The celeste has all the graceful tones you’d expect from this beautiful instrument, with selectable, blendable mic’ing options from close (via the ELA M 251s), ribbon (via the 4038s), and room via a pair of vintage Neumann U49Bs through Neve 1084 preamps.
Both the Rhodes and the vibraphone also offer these same blendable microphone settings as the celeste; the Rhodes captured through a pre-’75 recording chain, and the vibraphone played with a selection of mallets, allowing very realistic versions of each instrument to be used and melded in a recording or mix setting.
Having established that the ‘acoustic’ versions of these virtual instruments sound in fact excellent, let’s move on to the abstractions and modulations that can completely envelope these sounds.
With no clues offered from Teletone Audio, the nostalgia button gives a cool pre-recorded slant to the sounds, with extra bassy (or, as it’s called in some places, ‘warm’ tones) and a compressed/saturated overtone, giving these keyboards something of an instantly classic sound.
Tied to the modulation wheel, the Body control shifts the oil projection-esque lite-psychedelic background as it starts to abstract the key sounds into a synthesised tone, graduating from natural through to completely granular.
Next up, as the Soul setting increases the stereo field starts to widen, with the addition of a selection of chorus, flanger, phaser and tape saturation.
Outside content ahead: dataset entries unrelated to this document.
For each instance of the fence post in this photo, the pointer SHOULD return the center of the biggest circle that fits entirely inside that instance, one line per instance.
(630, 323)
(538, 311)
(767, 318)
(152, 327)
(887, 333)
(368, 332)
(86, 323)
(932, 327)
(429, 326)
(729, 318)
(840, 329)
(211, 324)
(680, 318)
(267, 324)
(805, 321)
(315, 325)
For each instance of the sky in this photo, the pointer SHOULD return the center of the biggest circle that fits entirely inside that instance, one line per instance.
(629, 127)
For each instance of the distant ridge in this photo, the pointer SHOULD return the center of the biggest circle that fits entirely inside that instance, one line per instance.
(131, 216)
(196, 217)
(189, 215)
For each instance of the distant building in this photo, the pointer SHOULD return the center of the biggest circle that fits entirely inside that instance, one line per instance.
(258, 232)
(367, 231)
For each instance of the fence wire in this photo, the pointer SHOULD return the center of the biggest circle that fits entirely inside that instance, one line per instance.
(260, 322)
This sounds particularly at home on the Rhodes for the classic 70s feel, and definitely pushes the vibraphone into Johnny Lytle soul-jazz territory.
Spirit adds an ethereal, spacious element to your tones, with subtle elements of verb, LFOs and octave layering.
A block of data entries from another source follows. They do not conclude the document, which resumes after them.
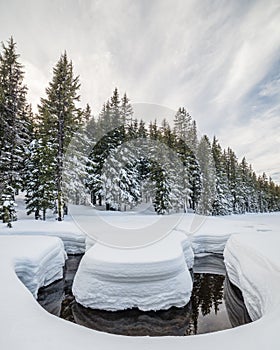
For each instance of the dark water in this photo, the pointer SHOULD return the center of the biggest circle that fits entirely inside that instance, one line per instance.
(215, 305)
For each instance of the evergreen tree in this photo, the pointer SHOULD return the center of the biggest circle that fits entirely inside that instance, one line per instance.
(223, 201)
(15, 123)
(206, 162)
(40, 174)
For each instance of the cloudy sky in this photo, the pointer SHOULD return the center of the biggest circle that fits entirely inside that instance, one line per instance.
(219, 59)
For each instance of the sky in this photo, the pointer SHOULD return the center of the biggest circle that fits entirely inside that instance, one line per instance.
(220, 59)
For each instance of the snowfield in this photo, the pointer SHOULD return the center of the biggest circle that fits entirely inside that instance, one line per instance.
(252, 261)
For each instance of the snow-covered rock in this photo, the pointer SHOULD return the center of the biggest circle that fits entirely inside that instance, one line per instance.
(253, 264)
(151, 278)
(39, 260)
(73, 239)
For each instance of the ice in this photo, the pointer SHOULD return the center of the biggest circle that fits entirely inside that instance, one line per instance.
(154, 277)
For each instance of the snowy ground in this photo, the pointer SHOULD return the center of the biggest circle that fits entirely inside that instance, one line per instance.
(252, 259)
(154, 277)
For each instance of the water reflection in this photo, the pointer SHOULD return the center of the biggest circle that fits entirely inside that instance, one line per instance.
(215, 305)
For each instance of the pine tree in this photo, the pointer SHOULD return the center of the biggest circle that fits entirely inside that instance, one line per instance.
(15, 123)
(60, 118)
(206, 162)
(223, 201)
(40, 174)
At the end of the top line of controls Arp coolly eschews authenticity and adds an ‘as played’ note order arpeggiator to these virtual instruments, synced to the session tempo, and switchable from ¼ through to 1/32.
Onto the second line and past the ‘traditional’ mic-ing settings explored above, Age activates a series of high and low pass filters, with additional tape saturation to further the work of the Nostalgia switch in a staunch ‘recorded to tape’ vein, with an additional Wow setting with selectable speed to really head into worn cassette world if you so desire.
The Vibration setting offers the absolute staple of tremolo to these vintage instruments (and perhaps offering tremolo to the celeste community for the first time), with control over depth and speed, and the option to sync to tempo or work manually.
And at the end of the row, we have controls for Sensitivity, Mechanics (basically a gate on the mechanical noise that is sampled and produced by the units), Noise (controlling multiple, blendable background noise from room sound, tape hiss, and vinyl hiss with additional crackles), and finally, stereo, which ranges from absolutely mono-ing of the signal to extreme stereo width.
Using and stacking these effects in tandem can lead your tones into a drastic new place. You may have come for one of the more authentic sounding recreations of a classic Wurli, Rhodes, vibraphone or celeste and may very well leave with a brand new ethereal instrument that pushes far beyond what any of these mere percussive keyboard instruments creators ever envisaged.
Vespertone runs through the Native Instruments free Kontakt Player, and runs at $79 US — approx. $114 AUD — from Teletone Audio.